If the Consultation proposals are applied without change, the type of payments to which the cap will apply are identified in the draft regulations but will include any non-exempt termination payments which represent a cost to the employer, including ex gratia sums, contractual payments in lieu of notice (though see below) redundancy payments, settlement payments made as a result of an ACAS or settlement agreement and pension contributions (including any “pension strain” payments to provide unreduced pension before normal pension age.

Importantly, whilst payments in lieu of notice are included in principle, those which amount to less than ¼ of an individual’s contractual entitlement will not be included in the sums subjected to the cap. As a general rule, accrued pension rights (including rights to pension commutation) fall outside this category, not being payable by the employer, so will also not be included.

Payments which are not “exit payments”, such as death in service, injury compensation and pay in lieu of untaken holiday, are expressly exempted from the cap.

Multiple exit payments

When calculating whether an individual’s exit payment should be subject to the £95,000 cap, employers must take into account all payments related to public sector exits received by the individual within a 28 day period.

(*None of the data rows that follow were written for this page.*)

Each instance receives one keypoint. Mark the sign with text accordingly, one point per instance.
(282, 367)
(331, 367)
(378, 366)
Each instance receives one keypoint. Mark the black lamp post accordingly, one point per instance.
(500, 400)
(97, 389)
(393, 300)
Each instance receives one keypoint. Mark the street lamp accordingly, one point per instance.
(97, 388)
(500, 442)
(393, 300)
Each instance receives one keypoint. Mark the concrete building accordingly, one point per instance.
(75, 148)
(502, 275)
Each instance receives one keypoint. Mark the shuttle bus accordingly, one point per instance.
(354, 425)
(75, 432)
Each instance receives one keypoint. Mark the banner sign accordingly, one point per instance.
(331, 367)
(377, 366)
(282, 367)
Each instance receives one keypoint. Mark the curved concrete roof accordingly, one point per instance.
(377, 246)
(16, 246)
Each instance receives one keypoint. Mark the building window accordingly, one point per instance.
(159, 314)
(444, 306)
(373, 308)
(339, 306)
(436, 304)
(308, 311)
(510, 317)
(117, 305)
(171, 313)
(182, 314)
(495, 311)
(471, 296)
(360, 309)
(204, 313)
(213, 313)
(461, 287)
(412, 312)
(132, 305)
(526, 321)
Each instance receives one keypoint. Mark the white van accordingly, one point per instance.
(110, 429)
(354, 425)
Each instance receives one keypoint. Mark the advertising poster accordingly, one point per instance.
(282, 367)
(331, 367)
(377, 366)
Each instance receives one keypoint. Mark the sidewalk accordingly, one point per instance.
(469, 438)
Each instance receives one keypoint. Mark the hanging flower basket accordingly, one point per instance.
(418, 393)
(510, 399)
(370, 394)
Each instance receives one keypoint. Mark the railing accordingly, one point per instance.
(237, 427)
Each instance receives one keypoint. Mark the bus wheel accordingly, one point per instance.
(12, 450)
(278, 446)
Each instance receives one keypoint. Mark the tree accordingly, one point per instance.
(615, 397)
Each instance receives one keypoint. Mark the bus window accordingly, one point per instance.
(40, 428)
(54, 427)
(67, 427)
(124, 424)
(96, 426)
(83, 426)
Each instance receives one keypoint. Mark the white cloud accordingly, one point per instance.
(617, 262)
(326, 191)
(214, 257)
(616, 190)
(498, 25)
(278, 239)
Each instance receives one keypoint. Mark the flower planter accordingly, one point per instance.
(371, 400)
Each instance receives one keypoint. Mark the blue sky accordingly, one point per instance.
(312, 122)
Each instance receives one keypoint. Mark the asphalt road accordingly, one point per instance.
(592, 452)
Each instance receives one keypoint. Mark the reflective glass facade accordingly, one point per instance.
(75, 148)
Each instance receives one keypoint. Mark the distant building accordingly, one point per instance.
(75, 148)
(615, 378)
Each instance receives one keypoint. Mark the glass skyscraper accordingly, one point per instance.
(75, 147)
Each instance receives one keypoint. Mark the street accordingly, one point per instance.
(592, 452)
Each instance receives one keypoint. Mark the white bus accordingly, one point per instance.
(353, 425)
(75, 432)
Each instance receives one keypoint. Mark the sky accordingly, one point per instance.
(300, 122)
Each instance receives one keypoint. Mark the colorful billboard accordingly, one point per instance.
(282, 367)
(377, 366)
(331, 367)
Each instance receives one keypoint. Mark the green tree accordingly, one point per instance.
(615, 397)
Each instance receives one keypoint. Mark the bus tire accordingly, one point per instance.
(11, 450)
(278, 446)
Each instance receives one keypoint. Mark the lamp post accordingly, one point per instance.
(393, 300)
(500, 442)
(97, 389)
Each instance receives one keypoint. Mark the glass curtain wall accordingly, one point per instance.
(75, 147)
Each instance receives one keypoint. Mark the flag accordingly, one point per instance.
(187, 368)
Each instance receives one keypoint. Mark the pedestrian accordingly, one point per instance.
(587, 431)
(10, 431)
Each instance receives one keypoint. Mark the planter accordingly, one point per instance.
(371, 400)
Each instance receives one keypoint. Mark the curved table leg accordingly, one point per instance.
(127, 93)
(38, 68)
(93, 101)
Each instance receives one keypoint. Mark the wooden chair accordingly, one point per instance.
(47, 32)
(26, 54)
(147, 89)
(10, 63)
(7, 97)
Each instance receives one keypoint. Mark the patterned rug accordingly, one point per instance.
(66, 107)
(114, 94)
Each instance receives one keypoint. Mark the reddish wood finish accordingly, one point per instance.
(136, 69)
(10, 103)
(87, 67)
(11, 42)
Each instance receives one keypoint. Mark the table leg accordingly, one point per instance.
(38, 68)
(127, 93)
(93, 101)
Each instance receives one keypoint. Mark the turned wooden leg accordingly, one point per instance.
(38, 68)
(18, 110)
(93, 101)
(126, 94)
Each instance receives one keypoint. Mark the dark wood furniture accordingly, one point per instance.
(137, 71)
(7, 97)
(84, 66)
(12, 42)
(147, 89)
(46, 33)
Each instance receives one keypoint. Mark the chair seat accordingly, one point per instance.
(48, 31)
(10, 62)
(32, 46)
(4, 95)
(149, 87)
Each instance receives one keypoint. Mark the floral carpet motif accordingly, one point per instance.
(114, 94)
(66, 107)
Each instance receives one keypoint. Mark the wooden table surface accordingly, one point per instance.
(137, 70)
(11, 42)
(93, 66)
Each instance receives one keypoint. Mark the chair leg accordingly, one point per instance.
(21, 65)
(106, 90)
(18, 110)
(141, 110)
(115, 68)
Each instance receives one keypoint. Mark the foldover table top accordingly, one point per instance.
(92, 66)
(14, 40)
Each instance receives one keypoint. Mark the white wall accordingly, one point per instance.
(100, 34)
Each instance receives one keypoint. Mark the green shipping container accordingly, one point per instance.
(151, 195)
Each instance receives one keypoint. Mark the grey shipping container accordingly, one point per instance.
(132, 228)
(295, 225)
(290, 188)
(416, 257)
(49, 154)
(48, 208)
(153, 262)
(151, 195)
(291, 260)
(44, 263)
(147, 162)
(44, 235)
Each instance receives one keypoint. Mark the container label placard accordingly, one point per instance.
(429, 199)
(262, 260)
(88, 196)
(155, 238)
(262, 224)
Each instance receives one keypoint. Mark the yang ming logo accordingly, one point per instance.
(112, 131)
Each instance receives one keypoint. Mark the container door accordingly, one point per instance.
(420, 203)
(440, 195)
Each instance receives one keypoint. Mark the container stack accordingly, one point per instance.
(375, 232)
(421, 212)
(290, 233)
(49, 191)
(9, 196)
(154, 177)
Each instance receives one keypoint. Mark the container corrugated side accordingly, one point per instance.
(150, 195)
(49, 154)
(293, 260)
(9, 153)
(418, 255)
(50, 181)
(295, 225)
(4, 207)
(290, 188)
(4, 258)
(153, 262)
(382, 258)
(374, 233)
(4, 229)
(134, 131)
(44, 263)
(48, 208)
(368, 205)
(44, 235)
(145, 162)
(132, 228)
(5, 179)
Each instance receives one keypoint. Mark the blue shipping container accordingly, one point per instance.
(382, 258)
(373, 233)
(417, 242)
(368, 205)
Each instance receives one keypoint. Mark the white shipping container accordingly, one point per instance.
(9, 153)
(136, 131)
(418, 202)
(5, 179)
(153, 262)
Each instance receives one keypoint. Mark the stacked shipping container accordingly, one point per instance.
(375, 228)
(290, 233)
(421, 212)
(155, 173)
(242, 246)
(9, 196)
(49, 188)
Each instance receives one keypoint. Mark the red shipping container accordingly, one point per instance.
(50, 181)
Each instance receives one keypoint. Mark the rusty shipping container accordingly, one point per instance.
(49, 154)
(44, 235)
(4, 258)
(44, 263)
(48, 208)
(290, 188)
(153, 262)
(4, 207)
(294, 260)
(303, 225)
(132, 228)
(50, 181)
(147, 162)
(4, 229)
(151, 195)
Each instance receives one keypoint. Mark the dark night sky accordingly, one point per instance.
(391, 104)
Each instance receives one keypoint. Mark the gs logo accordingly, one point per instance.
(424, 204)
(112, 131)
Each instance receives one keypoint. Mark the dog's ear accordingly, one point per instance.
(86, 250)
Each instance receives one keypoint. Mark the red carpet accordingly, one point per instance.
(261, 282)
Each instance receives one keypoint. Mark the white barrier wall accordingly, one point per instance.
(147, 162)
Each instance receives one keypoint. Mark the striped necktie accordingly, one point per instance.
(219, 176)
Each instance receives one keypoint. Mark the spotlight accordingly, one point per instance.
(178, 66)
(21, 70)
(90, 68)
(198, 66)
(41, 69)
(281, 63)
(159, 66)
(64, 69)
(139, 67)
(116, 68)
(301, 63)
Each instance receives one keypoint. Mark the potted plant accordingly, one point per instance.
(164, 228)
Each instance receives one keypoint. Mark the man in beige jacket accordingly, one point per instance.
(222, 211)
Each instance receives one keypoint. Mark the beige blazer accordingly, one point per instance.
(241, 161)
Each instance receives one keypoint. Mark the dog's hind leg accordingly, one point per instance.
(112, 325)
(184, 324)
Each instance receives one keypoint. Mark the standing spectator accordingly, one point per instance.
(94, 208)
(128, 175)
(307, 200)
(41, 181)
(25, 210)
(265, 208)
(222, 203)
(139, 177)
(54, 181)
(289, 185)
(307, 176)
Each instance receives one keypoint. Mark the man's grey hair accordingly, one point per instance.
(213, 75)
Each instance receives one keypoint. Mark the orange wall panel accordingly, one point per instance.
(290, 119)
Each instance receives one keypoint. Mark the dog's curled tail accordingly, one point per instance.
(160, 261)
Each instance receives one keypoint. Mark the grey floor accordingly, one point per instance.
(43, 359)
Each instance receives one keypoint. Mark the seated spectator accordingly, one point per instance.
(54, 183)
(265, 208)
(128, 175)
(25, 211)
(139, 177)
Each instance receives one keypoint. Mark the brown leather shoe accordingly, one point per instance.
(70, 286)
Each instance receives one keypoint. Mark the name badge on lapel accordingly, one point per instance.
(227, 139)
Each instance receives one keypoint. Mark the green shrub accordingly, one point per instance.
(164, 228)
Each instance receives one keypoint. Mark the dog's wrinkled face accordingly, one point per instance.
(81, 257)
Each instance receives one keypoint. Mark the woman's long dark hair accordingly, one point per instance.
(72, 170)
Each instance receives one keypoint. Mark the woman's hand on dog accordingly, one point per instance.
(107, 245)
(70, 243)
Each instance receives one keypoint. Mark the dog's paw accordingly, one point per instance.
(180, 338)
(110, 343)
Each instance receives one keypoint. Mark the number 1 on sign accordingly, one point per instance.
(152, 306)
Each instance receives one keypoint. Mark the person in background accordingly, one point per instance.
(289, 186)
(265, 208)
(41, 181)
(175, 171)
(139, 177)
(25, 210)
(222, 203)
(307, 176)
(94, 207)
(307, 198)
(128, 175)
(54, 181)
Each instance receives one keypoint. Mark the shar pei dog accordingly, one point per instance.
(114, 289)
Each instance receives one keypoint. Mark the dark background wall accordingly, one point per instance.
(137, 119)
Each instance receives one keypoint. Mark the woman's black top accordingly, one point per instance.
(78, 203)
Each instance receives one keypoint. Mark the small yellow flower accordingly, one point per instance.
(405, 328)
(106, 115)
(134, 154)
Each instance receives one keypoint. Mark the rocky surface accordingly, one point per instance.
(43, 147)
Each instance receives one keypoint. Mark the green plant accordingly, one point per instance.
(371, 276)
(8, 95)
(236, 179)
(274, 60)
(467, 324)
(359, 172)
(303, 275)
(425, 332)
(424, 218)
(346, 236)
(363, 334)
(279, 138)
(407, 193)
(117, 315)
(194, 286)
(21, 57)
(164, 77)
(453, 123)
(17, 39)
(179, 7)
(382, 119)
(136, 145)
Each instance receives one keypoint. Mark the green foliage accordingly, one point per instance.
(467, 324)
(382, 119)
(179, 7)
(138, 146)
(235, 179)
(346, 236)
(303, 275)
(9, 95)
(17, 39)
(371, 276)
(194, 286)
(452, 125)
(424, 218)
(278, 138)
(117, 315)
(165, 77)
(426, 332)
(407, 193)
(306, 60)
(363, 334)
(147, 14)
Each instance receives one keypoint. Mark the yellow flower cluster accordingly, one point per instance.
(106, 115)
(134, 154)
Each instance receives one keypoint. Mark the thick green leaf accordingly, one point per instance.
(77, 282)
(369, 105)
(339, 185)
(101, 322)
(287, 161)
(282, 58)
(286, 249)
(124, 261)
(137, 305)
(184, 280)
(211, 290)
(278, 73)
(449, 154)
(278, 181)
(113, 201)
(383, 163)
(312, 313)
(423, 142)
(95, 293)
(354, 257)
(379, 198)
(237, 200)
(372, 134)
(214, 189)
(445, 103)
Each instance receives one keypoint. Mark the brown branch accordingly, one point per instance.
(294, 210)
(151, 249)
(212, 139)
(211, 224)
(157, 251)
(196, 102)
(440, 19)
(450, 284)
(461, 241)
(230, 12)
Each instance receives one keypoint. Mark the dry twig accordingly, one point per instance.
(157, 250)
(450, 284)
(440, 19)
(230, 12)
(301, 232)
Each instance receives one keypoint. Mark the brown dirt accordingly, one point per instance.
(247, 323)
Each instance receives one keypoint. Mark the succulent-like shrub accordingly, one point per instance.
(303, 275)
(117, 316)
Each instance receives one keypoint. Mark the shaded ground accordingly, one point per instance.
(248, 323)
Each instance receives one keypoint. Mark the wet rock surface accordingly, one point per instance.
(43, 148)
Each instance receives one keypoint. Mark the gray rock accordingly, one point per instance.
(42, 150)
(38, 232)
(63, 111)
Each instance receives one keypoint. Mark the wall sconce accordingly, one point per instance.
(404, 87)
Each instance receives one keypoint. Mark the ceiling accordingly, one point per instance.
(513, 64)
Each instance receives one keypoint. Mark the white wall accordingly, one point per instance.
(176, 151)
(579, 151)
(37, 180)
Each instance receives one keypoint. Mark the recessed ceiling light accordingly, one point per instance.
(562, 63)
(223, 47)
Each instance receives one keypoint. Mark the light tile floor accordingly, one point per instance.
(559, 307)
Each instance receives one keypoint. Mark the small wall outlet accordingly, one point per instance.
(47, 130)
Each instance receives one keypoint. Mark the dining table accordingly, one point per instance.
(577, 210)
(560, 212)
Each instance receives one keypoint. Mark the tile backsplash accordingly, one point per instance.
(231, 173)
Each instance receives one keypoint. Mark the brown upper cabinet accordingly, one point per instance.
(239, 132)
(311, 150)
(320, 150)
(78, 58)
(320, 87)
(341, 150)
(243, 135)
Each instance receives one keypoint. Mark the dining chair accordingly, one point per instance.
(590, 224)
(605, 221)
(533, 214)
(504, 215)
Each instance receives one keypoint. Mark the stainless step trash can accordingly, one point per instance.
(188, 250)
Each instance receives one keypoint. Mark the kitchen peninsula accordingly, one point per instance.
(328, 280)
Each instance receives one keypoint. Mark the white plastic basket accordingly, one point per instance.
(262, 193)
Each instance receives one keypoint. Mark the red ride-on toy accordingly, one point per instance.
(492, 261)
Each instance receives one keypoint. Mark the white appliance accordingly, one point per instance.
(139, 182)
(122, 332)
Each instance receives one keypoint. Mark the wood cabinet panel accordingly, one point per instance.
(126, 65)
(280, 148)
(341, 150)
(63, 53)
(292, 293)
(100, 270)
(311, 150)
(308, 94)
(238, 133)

In the case of more than one exit within 28 days the draft regulations prescribe the sequence in which exit payments will have to be paid when applying the cap, as follows:

• in chronological order if the payments are not made on the same day but otherwise,

• in descending order of salary;

• (where the salaries are equal) in the descending order of hours worked;

• (where the salaries and hours worked are equal), in descending order of the person’s length of the service in the employment or as holder of the office; or

• (where the salaries, hours worked and length of service in the employment or as holder of the office are equal), in the order determined by the relevant Minister

Can the restrictions be relaxed?

The draft regulations identify various situations where public bodies will be obliged to relax the application of the cap. These include where a payment is a liability acquired as a result of the TUPE regulations or to settle whistleblowing or discrimination claims.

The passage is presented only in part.